Let $H(x)=x^2\sin(\pi/x^2)$ if $x\in]0,1]$ and $H(0)=0$. Show that $H'(x)=h(x)$ exists for all $x\in[0,1]$.
Also, show that $H'$ is not Riemann integrable in $[0,1]$. This way, $h$ has an anti derivative in $[0,1]$ but it isn't Riemann integrable in said interval.
Finally, show that $\lim_{a\to 0+}\int_{a}^{1}h(x)dx$ exists.
I think I was able to prove $H'(x)=h(x)$ exists for all $x\in[0,1]$.
My attempt: If $x=0$ $$\lim_{a\to 0}\frac{H(0+a)-H(0)}{a}$$ $$=\lim_{a\to 0} a\sin(\pi/a^2)=0,$$ using $|\sin(\beta)|\leq 1$ and squeeze theorem. So, $H'(0)=0$
Now, for $x\in(0,1]$ we have that $$\frac{d}{dx}\left(x^2\sin(\pi/x^2)\right)$$ $$=2x\sin(\pi/x^2)-\frac{2\pi\cos(\pi/x^2)}{x}.$$ Is my attempt correct? Does it prove what I was asked?
Also, how can I do the rest of the exercise? I honestly don't know how to prove that $H'$ isn't integrable in $[0,1]$ or that $\lim_{a\to 0+}\int_{a}^{1}h(x)dx$ exists.
Isn't the function $$h(x)=H'(x)=2x\sin(\pi/x^2)-\frac{2\pi\cos(\pi/x^2)}{x}$$ if $x\in(0,1],$ $$H'(0)=0$$ bounded? Thanks in advance.

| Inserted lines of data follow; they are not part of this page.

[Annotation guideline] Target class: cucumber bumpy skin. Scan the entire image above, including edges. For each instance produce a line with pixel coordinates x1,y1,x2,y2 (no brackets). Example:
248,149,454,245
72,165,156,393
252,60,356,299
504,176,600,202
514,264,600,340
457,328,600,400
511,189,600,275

The first part is correct, to show that $h$ is not Riemann integrable notice that $h$ is unbounded, let $M>0$ be a real number and let $N$ be a natural number such that $N$ is odd (this implies that $N^2$ is odd) and $M<N$, then:
\begin{align*} h(1/N) &= 2(1/N)\sin\left(\frac{\pi}{(1/N)^2}\right) - \frac{2\pi\cos\left(\frac{\pi}{(1/N)^2}\right)}{1/N}\\ \\ &= \frac{2}{N}\sin(N^2\pi) - 2N\pi\cos(N^2\pi)\\ \\ &= 0 + 2N\pi > M \end{align*}
this means that $h$ is not bounded, which implies that $h$ is not Riemann integrable. Now notice that, when $x\in [a,1]$ and $a\in (0 , 1)$, the restriction of $h$ in $[a,1]$ is continuous since is the combination of other continuous functions in $[a,1]$, this implies that the restriction is Riemann integrable in $[a,1]$ for all $a\in (0,1)$, in special you can use the fundamental theorem of Calculus in $[a,1]$ and you get that:
$$\lim_{a\to 0+} \int^{1}_{a} h = \lim_{a\to 0+} \big(H(1) - H(a)\big) =\lim_{a\to 0+} -a^2\sin(\pi/a^2) = 0$$